Tacque e affondò le labbra tra le dita di lei. Fanelia decise di rispettare il suo silenzio e rimase a fissarlo senza chiedere oltre. Sollevò la mano e gli carezzò il viso, poi strinse la sua capricciosa ciocca d'argento e vi lasciò scivolare sopra le dita fino a perdere la presa.
L'ombra che era in lui, la vedeva. Forse non sarebbe mai scomparsa del tutto, ma lei aveva giurato davanti agli Dei di prendersene cura.
"Hai già pensato cosa faremo, appena potrò rimettermi in piedi?"
Il re annuì, sollevato al pensiero di cambiare argomento.
"Andremo subito ad Harmaros. Mellodîn ed Aegis ci attendono lì. Dobbiamo andare a riprendere Laurëgil e pacificare il regno".
Fanelia chinò le ciglia in segno di assenso.
"Allora io andrò a Formenos".
L'espressione contrariata di Galanár le suggerì che quell'idea non rientrava tra i piani.
"A Formenos? Perché?"
"Perché dobbiamo riaprire la corte e mostrare a tutti che il nostro potere è saldo".

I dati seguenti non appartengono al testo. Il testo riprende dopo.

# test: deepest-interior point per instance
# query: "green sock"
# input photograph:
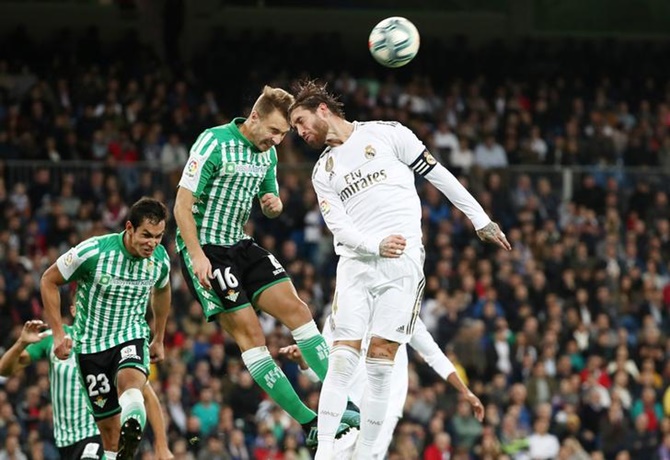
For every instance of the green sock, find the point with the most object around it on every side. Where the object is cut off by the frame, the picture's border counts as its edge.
(132, 405)
(272, 379)
(313, 347)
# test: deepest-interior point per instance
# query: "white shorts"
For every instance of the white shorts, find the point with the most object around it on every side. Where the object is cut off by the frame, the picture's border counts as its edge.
(380, 296)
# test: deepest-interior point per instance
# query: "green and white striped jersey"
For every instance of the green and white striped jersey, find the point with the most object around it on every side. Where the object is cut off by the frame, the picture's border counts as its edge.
(113, 291)
(225, 171)
(72, 419)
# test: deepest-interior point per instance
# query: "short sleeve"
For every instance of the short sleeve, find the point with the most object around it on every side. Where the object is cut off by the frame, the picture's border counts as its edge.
(202, 163)
(410, 150)
(79, 260)
(164, 276)
(269, 184)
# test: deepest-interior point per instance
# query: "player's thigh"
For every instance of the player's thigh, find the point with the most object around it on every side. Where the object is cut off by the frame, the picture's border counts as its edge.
(352, 303)
(227, 293)
(98, 372)
(397, 300)
(86, 449)
(244, 327)
(282, 302)
(265, 279)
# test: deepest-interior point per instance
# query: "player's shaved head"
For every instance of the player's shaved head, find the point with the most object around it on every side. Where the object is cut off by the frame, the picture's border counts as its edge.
(310, 95)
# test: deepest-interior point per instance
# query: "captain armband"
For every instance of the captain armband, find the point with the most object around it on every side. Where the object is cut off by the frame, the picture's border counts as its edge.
(424, 163)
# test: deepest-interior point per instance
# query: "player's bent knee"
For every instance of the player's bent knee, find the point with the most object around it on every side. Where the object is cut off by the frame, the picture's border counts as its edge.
(295, 314)
(342, 364)
(130, 377)
(379, 374)
(382, 349)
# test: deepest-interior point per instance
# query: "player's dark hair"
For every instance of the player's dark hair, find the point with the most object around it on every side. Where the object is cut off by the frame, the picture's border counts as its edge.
(272, 99)
(148, 209)
(310, 94)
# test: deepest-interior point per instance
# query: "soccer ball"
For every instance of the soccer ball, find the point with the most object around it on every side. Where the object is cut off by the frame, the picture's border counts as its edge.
(394, 42)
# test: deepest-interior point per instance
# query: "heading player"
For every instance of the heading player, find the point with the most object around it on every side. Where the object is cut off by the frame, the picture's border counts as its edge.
(364, 181)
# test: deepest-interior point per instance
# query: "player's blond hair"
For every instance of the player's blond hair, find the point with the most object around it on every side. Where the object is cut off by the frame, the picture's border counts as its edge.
(272, 99)
(310, 95)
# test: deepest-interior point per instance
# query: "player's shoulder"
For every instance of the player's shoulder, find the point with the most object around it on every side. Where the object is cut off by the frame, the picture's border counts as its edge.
(322, 164)
(209, 139)
(161, 254)
(379, 125)
(91, 244)
(107, 242)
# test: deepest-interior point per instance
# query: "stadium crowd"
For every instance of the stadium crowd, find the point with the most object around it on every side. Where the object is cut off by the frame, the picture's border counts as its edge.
(565, 338)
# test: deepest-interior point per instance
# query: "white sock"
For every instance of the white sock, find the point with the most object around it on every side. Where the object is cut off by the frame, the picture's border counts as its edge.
(132, 405)
(373, 408)
(333, 399)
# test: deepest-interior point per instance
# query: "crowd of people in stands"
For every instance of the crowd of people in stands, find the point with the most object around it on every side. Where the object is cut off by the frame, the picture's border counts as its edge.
(565, 338)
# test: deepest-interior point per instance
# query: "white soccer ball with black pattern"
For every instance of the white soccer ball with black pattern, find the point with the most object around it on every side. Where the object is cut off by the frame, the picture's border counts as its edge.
(394, 42)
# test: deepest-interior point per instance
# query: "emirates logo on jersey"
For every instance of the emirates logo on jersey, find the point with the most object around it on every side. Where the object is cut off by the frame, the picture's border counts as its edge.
(370, 152)
(357, 181)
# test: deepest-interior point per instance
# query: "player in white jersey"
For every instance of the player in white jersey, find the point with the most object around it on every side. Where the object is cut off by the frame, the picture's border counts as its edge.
(422, 342)
(364, 181)
(75, 431)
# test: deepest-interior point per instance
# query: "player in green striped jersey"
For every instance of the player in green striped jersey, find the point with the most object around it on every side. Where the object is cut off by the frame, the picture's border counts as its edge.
(228, 167)
(75, 431)
(117, 276)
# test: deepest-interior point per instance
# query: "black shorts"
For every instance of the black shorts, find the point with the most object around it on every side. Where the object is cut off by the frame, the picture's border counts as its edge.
(98, 373)
(241, 272)
(86, 449)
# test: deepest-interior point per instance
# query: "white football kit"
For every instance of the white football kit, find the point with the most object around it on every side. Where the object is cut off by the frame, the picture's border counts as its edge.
(422, 342)
(366, 192)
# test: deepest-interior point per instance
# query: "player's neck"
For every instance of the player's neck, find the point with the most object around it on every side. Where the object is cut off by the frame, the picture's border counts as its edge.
(339, 130)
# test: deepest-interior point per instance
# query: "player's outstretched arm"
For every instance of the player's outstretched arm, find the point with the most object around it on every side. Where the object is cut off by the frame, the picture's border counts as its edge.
(271, 205)
(49, 285)
(183, 215)
(424, 343)
(487, 230)
(160, 304)
(155, 416)
(16, 358)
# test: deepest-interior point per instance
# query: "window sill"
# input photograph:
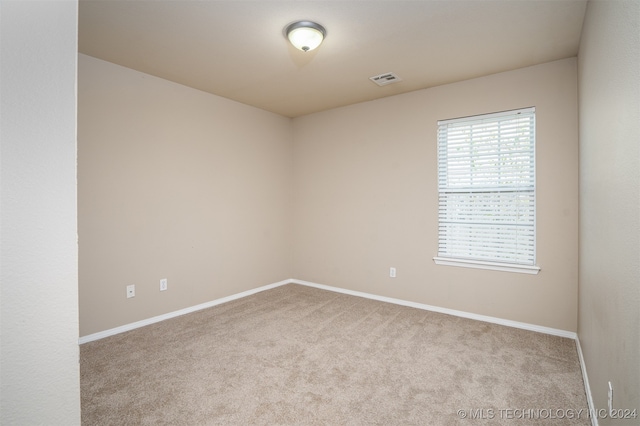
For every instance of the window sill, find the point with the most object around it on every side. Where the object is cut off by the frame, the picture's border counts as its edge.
(480, 264)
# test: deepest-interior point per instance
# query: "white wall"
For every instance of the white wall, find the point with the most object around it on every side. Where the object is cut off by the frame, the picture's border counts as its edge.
(609, 315)
(39, 305)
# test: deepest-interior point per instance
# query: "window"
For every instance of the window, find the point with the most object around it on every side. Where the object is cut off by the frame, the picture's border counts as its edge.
(487, 191)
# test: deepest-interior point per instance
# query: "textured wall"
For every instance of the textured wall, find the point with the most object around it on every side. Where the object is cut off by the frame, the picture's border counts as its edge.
(365, 197)
(39, 377)
(174, 183)
(609, 317)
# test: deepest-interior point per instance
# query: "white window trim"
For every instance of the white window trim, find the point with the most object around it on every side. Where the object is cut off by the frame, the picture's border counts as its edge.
(482, 264)
(487, 264)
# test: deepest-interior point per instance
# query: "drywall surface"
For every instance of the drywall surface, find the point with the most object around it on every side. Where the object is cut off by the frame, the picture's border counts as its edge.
(609, 316)
(179, 184)
(365, 197)
(39, 378)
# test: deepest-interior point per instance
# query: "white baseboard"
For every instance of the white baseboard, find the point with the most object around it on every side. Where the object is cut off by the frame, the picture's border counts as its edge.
(138, 324)
(494, 320)
(587, 388)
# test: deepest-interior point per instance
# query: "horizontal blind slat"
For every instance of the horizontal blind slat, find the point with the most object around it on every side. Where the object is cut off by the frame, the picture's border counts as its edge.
(486, 184)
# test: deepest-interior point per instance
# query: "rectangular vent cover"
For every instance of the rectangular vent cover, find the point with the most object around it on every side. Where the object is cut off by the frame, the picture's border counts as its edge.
(384, 79)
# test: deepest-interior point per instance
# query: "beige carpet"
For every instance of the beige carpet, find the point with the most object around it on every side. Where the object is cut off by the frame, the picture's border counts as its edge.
(297, 355)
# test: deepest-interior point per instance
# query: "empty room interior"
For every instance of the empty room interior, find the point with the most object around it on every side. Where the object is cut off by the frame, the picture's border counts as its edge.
(180, 166)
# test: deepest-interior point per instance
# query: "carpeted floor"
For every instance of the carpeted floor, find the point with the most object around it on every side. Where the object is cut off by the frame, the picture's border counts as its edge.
(297, 355)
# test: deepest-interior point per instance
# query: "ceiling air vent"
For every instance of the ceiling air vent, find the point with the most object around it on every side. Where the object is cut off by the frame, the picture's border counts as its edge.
(384, 79)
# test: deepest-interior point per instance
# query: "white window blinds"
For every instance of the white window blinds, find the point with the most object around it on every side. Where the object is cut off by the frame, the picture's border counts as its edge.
(486, 185)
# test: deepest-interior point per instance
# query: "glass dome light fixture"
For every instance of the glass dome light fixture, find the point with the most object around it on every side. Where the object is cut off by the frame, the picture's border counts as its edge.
(305, 35)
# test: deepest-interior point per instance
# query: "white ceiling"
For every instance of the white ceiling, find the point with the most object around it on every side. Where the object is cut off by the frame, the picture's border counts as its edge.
(236, 48)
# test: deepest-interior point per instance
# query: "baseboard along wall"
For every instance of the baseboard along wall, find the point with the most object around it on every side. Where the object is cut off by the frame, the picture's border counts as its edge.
(468, 315)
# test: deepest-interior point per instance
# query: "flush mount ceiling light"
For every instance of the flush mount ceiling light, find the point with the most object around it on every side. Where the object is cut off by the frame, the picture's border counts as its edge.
(305, 35)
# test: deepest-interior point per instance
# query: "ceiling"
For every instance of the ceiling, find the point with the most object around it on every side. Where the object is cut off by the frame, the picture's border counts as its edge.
(236, 48)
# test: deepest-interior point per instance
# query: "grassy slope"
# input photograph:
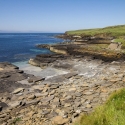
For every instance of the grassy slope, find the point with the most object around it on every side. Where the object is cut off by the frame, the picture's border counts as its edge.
(118, 32)
(115, 31)
(112, 113)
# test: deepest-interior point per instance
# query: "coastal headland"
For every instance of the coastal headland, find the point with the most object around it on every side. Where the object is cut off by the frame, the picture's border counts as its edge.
(78, 77)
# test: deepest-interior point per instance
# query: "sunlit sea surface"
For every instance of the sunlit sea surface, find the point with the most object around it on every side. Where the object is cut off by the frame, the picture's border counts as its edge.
(20, 47)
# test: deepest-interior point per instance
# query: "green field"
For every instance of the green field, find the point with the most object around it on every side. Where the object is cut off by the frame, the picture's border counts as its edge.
(112, 113)
(115, 31)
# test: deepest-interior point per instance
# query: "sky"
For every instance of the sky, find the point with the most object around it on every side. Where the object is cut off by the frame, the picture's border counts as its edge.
(59, 15)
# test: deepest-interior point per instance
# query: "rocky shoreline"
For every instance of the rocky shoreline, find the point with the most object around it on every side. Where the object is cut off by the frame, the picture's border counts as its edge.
(69, 84)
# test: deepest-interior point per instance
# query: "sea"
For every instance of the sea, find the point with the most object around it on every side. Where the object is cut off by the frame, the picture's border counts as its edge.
(20, 47)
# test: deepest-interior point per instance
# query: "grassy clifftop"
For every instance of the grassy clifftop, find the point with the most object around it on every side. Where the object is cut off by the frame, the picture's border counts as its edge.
(114, 31)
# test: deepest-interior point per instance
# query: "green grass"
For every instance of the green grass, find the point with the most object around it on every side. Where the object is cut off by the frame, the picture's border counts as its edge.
(115, 31)
(112, 113)
(122, 40)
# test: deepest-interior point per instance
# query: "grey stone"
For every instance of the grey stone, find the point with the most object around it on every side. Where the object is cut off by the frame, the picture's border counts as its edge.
(47, 99)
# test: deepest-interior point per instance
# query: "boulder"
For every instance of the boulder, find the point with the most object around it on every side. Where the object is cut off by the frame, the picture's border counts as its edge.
(18, 90)
(59, 120)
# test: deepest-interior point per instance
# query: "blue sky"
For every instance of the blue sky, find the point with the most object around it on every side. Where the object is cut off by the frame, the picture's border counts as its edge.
(59, 15)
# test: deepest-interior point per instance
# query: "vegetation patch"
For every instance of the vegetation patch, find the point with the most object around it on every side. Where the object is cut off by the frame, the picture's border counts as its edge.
(111, 113)
(114, 31)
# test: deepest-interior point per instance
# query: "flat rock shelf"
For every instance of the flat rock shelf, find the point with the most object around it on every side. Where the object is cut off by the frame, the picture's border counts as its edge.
(78, 85)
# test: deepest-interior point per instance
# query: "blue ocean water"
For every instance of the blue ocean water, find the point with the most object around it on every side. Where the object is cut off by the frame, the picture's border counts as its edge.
(19, 47)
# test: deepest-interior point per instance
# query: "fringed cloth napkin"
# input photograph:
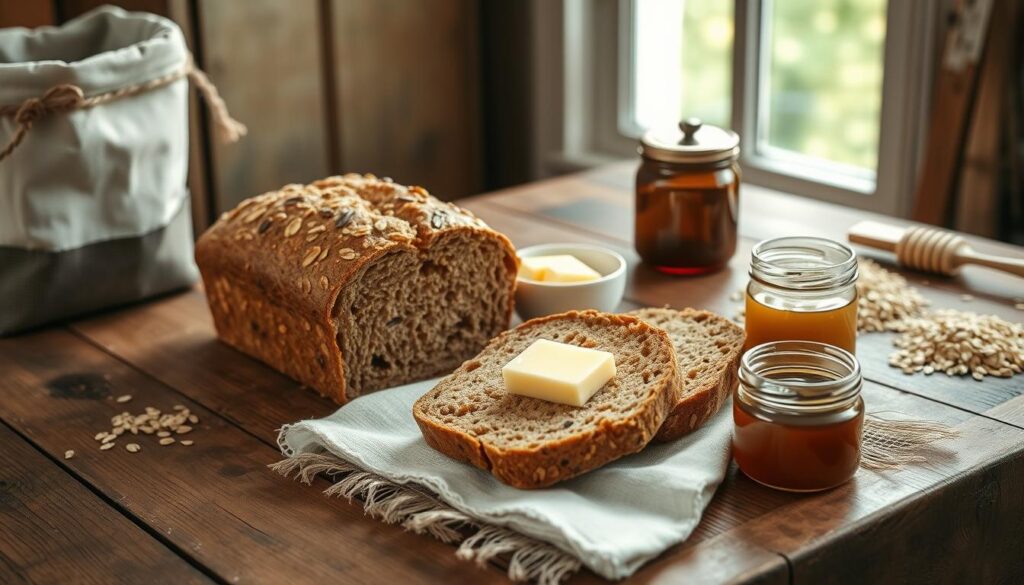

La stretta con cui lui le stringeva le dita si irrigidì. Il re si levò in piedi di scatto. Sembrava volerla sovrastare mentre lei non poteva muoversi dalla propria posizione indifesa.
"Non voglio che tu vada a Formenos da sola. Non sono questi gli ordini. Ho detto che..."
"Ho detto che andrò a Formenos, perché è così che va fatto. E così farò".
Galanár rimase in silenzio, a guardarla dall'alto per qualche istante.
"Ho l'impressione che dovremo rivedere meglio i nostri accordi", ripeté infine, serissimo. "Quando ti avrò raggiunta alla nostra corte di Formenos".
NOTA DELL'AUTORE
Nei Disticha Catonis (Distici di Catone, una raccolta in quattro libri di sentenze e proverbi molto noti nel Medievo), si parla del concetto latino di Occasio (Occasio o Tempus era l'equivalente latino del greco Caerus o Kairos, ovvero il tempo inteso come momento giusto, opportunità).
Il distico in questione recita:
Rem tibi quam scieris aptam dimittere noli: fronte capillata, post haec occasio calva.
Non lasciarti mai sfuggire ciò che sai essere adatto a te: l'occasione giusta ha i capelli sulla fronte, ma dietro è calva.
Se ti lasci sfuggire la tua occasione giusta, insomma, non puoi afferrarla per i capelli, quindi meglio stare attenti!